Fast temporary dynamic arrays? (And slicing of them)

Tom Kazimiers 2voodoo at gmx.de
Tue Sep 7 08:46:30 PDT 2010


Hi,

On 09/06/2010 04:55 AM, Jonathan M Davis wrote:
> Static arrays are value types, but dynamic arrays are reference types.
>
> [...]
>
> No array copying takes place anywhere in that program. If you want to
> copy an array, you'd do one of the following
>
> [...]
>
> Passing dynamic arrays to functions passes the reference.

Thanks for your clarification and examples, that made the whole array
handling clearer to me.

On 09/07/2010 02:56 PM, Steven Schveighoffer wrote:
> On Sun, 05 Sep 2010 22:41:50 -0400, bearophile wrote:
>> Tom Kazimiers:
>>> How can I have a (temporary) dynamic array on stack and make
>>> references to it (no copying)?
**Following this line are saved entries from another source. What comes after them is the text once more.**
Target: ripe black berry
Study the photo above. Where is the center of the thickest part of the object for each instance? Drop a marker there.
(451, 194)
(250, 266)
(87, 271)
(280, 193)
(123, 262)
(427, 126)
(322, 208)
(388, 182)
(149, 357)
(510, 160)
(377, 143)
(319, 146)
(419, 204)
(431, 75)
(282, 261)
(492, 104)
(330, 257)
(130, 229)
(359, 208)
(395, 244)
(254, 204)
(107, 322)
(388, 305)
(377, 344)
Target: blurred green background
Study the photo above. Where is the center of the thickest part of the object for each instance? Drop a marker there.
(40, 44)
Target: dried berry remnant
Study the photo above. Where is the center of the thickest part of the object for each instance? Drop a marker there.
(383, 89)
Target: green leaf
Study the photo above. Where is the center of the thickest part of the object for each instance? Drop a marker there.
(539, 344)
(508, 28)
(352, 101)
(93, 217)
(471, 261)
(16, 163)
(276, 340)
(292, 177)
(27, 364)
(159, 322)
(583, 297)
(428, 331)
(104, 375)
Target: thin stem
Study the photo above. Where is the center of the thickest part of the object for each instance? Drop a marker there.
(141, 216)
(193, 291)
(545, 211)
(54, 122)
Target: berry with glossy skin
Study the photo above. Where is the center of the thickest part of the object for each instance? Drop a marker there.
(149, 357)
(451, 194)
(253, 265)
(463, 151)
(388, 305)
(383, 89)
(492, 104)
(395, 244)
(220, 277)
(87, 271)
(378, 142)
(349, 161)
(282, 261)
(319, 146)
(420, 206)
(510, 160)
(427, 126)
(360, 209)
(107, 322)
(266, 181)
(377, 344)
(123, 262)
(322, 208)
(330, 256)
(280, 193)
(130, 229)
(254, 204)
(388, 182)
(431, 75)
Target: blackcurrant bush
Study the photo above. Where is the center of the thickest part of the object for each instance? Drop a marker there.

I successively put integers in an
>>> array (but don't know how much there will be in advance) with an
>>> appender!(int[]) and get the date out with appender.data(). Later
>>> on I pass the result to a method as an "in int[]" parameter. Is
>>> that already a reference or will it be copied? Are there better
>>> methods to accomplish this? The method receiving such an array will
>>> not modifiy contents of the array, but only read from it.
>>
>> The appender.data() doesn't currently copy data.
>>
>> There is no standard way to put a growable array on the stack. Maybe
>> you can hack it with several successive calls to alloca(), but I have
>> never tried it.

Ok, good to know. But for now I will stay away from optimizations with
alloca, etc. - its's harder to read the code then - premature
optimization is evil :-)

> Hm... you can do something like this (after upcoming release, appender
> has changed):
>
> void foo()
> {
>    int[1024] buf;
>    auto app = appender(buf[]);
>    app.clear();
>    ...
> }
>
> After app.clear, appender will fill up the static buffer until full,
> and then reallocate on the heap.
>
> Note that the new appender uses heap data to store its implementation,
> so it's not as quick as it could be.  This is per Andrei's requirement
> that it be a reference type.

That sound good - when will this upcoming release be?